Saya baru tahu kalau mereka bilang. Bukankah itu sesuatu yang harus dikatakan?

“Emak gue nanyain lo juga,” katanya di jalan pulang ketika dia mengantar saya degan motornya.

Yang ini membuat saya kaget tapi saya berusaha tenang. Dia bilang kalau bulan depan ada piknik teman-temannya di rumah dan dia mengajak saya ikut. Yang saya lupa; ‘teman-teman rumah’ yang dia maksud itu adalah sepupu-sepupunya karena keluarga besarnya tinggal di daerah yang sama. Saya baru tahu itu ketika saya sudah datang pagi itu, naik ke bus pariwisata, dan—saya heran—mengapa saya bertemu dengan keluarga besarnya di sana. Ibunya meminta saya main sebentar ke rumahnya setelah pulang piknik. Meminta saya sering datang.

Mana saya tahu kalau itu artinya; Ibunya memberi restu!

Now I’ve tried to talk to you and make you understand
All you have to do is close your eyes
And just reach out your hands and touch me
Hold me close don’t ever let me go
More than words is all I ever needed you to show
Then you wouldn’t have to say that you love me
‘Cause I’d already know

Selama di pantai, saya dan dia lebih banyak berdua—kecuali ketika makan bersama. Kami duduk di dangau kecil dan bicara lagi. Kali ini tentang betapa dia kaget kalau saya sudah dekat dengan orang lain ketika itu—Tuan Sinung.

“Lo enggak pernah bilang,” kata saya.

“Bilang apa?” tanyanya. Mungkin bingung.

“Bilang suka sama gue.”

Dia tertawa.

“Gue nyamperin lo ke kos, ngajak lo makan, ngajak lo ke sini hari ini, ketemu keluarga besar gue, menurut lo?” dia balik bertanya.

“Enggak bisa langsung bilang aja?”

“Itu udah lebih dari sekedar kata-kata, Ta,” jawabnya. “Harus dibilang juga emangnya?”

“Iya,” jawab saya. “Lihat akad nikah. Harus diucapkan lantang-lantang, kan?”

Saya lalu jelaskan padanya, sesederhana yang saya bisa, bahwa saya menantikan kata-katanya karena itu yang bisa saya pegang dari lelaki.
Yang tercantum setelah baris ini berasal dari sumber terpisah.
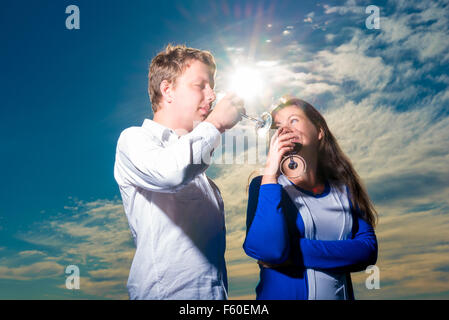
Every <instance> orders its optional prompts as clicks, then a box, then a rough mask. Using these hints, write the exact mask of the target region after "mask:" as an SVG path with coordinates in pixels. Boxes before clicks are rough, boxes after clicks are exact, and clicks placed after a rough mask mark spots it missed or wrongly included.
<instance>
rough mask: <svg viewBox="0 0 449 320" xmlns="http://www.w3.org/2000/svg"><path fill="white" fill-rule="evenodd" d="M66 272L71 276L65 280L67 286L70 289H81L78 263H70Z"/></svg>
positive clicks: (67, 267)
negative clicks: (80, 287)
mask: <svg viewBox="0 0 449 320" xmlns="http://www.w3.org/2000/svg"><path fill="white" fill-rule="evenodd" d="M65 273H66V274H68V275H69V276H68V277H67V278H66V280H65V287H66V288H67V289H69V290H79V289H80V268H78V266H76V265H73V264H72V265H70V266H67V268H65Z"/></svg>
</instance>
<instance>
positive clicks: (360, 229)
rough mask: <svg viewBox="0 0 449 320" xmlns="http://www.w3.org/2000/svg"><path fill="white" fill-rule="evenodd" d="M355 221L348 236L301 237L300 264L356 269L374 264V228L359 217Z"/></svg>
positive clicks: (376, 249)
mask: <svg viewBox="0 0 449 320" xmlns="http://www.w3.org/2000/svg"><path fill="white" fill-rule="evenodd" d="M356 224H357V232H356V234H355V235H354V237H353V238H352V239H348V240H336V241H327V240H309V239H305V238H301V239H300V249H301V253H302V259H303V264H304V266H305V267H306V268H312V269H337V270H344V271H349V272H357V271H362V270H365V269H366V267H367V266H369V265H374V264H376V261H377V249H378V247H377V239H376V235H375V233H374V229H373V227H372V226H371V225H370V224H369V223H367V222H366V221H365V220H363V219H362V218H361V217H357V220H356Z"/></svg>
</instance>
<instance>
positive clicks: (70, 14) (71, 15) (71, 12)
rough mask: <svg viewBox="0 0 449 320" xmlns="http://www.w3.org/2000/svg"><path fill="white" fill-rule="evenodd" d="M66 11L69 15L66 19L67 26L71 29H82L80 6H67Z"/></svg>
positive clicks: (65, 9)
mask: <svg viewBox="0 0 449 320" xmlns="http://www.w3.org/2000/svg"><path fill="white" fill-rule="evenodd" d="M65 13H66V14H69V16H68V17H67V18H66V20H65V27H66V28H67V29H69V30H79V29H80V8H79V7H78V6H76V5H73V4H72V5H70V6H67V8H66V9H65Z"/></svg>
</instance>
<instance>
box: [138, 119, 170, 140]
mask: <svg viewBox="0 0 449 320" xmlns="http://www.w3.org/2000/svg"><path fill="white" fill-rule="evenodd" d="M142 127H143V128H145V129H148V130H150V131H151V133H152V134H153V135H154V136H155V137H156V138H158V139H159V140H161V141H162V142H168V141H170V140H172V139H176V140H177V139H178V138H179V136H178V135H177V134H176V132H175V131H174V130H172V129H170V128H167V127H166V126H164V125H162V124H160V123H157V122H155V121H153V120H150V119H145V120H144V121H143V124H142Z"/></svg>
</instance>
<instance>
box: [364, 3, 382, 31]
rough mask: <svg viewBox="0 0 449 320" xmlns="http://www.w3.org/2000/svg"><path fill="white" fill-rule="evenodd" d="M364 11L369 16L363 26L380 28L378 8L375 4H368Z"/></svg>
mask: <svg viewBox="0 0 449 320" xmlns="http://www.w3.org/2000/svg"><path fill="white" fill-rule="evenodd" d="M365 13H367V14H369V16H368V17H367V18H366V20H365V26H366V27H367V28H368V29H370V30H371V29H380V9H379V7H377V6H373V5H370V6H368V7H366V9H365Z"/></svg>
Kalau dia tidak pernah bilang, saya anggap itu tidak ada—tidak pernah ada.

Saya masih bertemu lagi dengannya di malam sebelum dia menikah. Ketika itu, saya sedang hamil delapan bulan. Saya datang ke sana dengan Tuan Sinung. Tidak ada yang aneh karena memang semua baik-baik saja. Saya bertemu, berpisah, bertemu, dan berpisah lagi. Hubungan saya dan dia naik-turun. Seandainya saya dan dia memang berjodoh, tentu akan dimudahkan. Tapi ternyata tidak. Saya enggak pernah berandai-andai kalau saya akan berjodoh dengannya, sekalipun tidak. Tapi semua tentang dia tidak tersisa pahit atau pedihnya.
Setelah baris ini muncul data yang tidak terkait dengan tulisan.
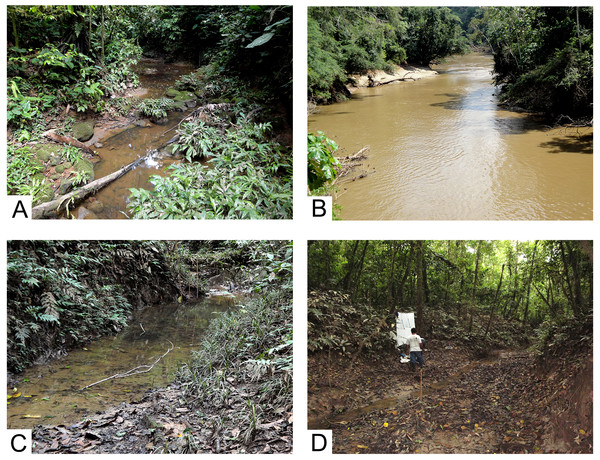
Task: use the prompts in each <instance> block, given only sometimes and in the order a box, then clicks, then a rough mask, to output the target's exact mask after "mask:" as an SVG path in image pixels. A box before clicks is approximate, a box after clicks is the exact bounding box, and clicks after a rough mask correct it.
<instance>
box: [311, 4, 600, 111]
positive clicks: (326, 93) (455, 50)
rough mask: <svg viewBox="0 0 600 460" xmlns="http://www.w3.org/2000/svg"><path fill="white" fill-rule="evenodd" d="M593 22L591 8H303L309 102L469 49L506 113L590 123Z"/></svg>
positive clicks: (592, 76)
mask: <svg viewBox="0 0 600 460" xmlns="http://www.w3.org/2000/svg"><path fill="white" fill-rule="evenodd" d="M592 23H593V8H592V7H452V8H447V7H343V8H340V7H337V8H336V7H316V8H309V13H308V98H309V100H314V101H315V102H331V101H333V100H335V99H336V97H337V96H336V95H340V94H344V85H345V84H346V80H347V75H348V74H353V73H365V72H367V71H369V70H386V71H387V70H390V69H392V68H393V66H394V65H401V64H403V63H406V62H409V63H413V64H421V65H429V64H430V63H431V62H434V61H436V60H438V59H441V58H444V57H445V56H449V55H451V54H460V53H466V52H469V51H471V50H476V51H485V52H489V53H491V54H492V55H493V57H494V63H495V64H494V74H495V83H496V85H498V86H499V87H501V88H502V91H503V99H504V101H505V102H507V103H508V104H509V105H510V106H515V107H520V108H523V109H526V110H529V111H539V112H544V113H549V114H552V115H554V116H555V117H558V116H560V115H562V114H564V115H570V116H583V117H590V116H591V107H592V106H591V104H592V86H593V84H592V83H593V74H592V63H593V24H592Z"/></svg>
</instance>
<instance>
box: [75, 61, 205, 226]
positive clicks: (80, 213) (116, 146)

Di sepanjang tahun-tahun itu, saya merindukannya, mungkin dia pun seperti itu. Kalau saya melihat ke belakang, dia ini satu-satunya cowok yang pernah bilang suka sama saya—cinta, bahkan tergila-gila—tapi enggak pernah membuat saya patah hati dan menangis.
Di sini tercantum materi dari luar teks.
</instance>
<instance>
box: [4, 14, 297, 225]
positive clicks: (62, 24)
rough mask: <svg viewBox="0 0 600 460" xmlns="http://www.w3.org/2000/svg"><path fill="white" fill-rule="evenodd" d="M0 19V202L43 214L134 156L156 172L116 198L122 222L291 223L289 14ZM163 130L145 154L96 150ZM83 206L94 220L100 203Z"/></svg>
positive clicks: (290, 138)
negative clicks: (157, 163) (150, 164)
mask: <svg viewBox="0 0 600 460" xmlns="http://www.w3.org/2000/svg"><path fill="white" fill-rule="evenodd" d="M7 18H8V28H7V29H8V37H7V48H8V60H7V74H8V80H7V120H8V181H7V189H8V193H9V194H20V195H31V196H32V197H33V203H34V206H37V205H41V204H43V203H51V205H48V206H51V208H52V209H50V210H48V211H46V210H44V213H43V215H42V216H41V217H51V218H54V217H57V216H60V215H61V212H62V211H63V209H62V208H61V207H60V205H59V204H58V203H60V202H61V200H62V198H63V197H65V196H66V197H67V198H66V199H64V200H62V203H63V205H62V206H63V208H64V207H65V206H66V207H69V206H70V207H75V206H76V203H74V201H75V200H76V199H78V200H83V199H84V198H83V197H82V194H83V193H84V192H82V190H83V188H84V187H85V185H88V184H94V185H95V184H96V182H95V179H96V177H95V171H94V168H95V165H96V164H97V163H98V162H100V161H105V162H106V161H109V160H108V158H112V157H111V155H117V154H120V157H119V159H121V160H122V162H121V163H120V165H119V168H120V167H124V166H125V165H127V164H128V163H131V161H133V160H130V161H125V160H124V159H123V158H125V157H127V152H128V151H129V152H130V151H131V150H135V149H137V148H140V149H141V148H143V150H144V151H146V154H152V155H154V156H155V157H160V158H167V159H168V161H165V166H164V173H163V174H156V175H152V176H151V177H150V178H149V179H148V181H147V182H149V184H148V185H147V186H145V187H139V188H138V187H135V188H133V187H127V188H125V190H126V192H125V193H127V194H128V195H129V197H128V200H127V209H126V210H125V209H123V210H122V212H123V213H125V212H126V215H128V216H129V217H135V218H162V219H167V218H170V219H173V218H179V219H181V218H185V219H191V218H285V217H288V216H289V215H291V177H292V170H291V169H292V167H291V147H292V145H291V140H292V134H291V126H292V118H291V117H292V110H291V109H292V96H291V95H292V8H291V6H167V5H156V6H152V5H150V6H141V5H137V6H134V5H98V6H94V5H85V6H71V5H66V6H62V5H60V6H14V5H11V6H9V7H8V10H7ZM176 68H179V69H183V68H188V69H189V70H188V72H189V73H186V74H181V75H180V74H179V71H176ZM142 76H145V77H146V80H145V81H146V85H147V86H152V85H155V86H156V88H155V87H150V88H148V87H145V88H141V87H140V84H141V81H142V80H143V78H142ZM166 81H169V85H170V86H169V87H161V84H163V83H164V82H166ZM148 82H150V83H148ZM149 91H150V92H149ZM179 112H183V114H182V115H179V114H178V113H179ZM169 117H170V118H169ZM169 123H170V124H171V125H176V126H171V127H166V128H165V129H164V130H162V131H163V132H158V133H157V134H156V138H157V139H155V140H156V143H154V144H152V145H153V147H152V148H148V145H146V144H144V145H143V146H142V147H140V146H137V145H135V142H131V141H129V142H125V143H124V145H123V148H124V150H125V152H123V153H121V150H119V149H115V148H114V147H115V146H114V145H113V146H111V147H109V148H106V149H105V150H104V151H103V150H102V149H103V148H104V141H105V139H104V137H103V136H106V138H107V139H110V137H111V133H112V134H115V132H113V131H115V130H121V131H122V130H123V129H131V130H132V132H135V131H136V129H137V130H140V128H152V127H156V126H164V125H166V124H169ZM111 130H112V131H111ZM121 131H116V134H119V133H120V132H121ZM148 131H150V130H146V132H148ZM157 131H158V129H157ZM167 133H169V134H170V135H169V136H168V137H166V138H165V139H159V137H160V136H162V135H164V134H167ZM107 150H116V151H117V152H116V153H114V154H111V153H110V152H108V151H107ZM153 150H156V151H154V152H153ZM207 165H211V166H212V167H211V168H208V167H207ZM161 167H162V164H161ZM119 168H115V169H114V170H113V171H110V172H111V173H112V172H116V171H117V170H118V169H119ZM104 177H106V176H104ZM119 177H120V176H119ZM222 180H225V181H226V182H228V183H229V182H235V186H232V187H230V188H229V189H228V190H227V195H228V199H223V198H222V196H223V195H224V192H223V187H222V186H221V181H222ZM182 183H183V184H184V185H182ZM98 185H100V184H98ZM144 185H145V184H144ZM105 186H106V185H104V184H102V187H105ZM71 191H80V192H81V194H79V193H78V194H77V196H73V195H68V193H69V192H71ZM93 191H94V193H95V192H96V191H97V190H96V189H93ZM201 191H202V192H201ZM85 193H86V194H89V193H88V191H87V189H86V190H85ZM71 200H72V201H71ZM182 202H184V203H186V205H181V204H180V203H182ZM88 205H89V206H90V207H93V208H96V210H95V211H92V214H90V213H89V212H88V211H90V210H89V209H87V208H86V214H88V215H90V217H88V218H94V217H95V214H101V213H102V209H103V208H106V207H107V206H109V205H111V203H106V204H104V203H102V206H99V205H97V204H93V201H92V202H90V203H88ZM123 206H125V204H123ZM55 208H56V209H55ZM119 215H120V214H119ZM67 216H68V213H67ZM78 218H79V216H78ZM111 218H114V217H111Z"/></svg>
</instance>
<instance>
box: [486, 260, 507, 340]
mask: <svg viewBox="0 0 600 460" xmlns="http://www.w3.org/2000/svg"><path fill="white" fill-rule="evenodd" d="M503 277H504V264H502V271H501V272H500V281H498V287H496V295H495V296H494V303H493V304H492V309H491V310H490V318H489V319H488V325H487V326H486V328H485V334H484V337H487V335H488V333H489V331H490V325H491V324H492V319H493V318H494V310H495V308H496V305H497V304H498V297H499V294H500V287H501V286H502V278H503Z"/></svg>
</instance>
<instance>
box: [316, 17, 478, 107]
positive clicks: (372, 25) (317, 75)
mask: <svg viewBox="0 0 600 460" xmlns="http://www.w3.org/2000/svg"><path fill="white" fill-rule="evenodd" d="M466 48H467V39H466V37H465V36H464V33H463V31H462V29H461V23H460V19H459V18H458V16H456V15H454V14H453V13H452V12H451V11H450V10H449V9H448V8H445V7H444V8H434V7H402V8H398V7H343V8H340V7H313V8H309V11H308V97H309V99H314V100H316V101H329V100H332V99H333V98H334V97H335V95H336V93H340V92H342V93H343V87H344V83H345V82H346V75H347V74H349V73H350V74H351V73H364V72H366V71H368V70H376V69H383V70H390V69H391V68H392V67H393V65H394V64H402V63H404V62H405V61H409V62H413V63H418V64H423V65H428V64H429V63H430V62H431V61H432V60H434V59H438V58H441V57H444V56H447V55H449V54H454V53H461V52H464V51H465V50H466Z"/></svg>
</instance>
Saya ingin berterimakasih padanya untuk itu semua. Ingin sekali. Tahu bahwa ada seseorang di luar sana, setelah begitu lama, masih juga mengingat, merindukan, dan cinta padamu, itu rasanya seperti energi yang kuat. Dicintai itu membuat kamu merasa berharga.

More than words is all you have to do to make it real
Then you wouldn’t have to say that you love me
‘Cause I’d already know

Hari itu, juga lima belas Mei. Malam itu dia mengantarkan saya pulang setelah kami piknik dan bilang pada saya di depan pintu rumah saya.

“Gue suka sama lo. Gue cinta sama lo,” katanya. “Sejak kita enggak ketemu lagi setelah lulus SMP, gue enggak bisa cinta sama satu cewek pun. Suka-suka aja sih, ada. Tapi enggak bisa sampai kayak apa yang gue rasain sama lo.”

“Kenapa?” Saya tahu ini pertanyaan bodoh tapi saya menanyakannya juga ketika itu.

“Karena … yang seperti itu kayaknya enggak bisa diulang. Orang seperti lo hanya akan datang satu kali, Ta. Orang yang seperti gue hanya akan datang satu kali di hidup lo.”

Pernyataan itu setengah salah untuknya karena beberapa tahun kemudian, dia bertemu dengan gadis lain, yang dia—tampaknya—tergila-gila pada gadis itu, dan jauh lebih cantik daripada saya. Jauh. Sebanding dengannya.

Tapi pernyataan itu benar untuk saya karena memang akan selalu ada orang yang tepat, datang di waktu yang tepat—yang kemudian, sampai hari ini, saya panggil ‘Hon’ dari kata ’Pohon’ karena teduhnya. Yang mengatakan setiap hari kalau dia mencintai saya karena dia tahu, saya perlu kata-kata.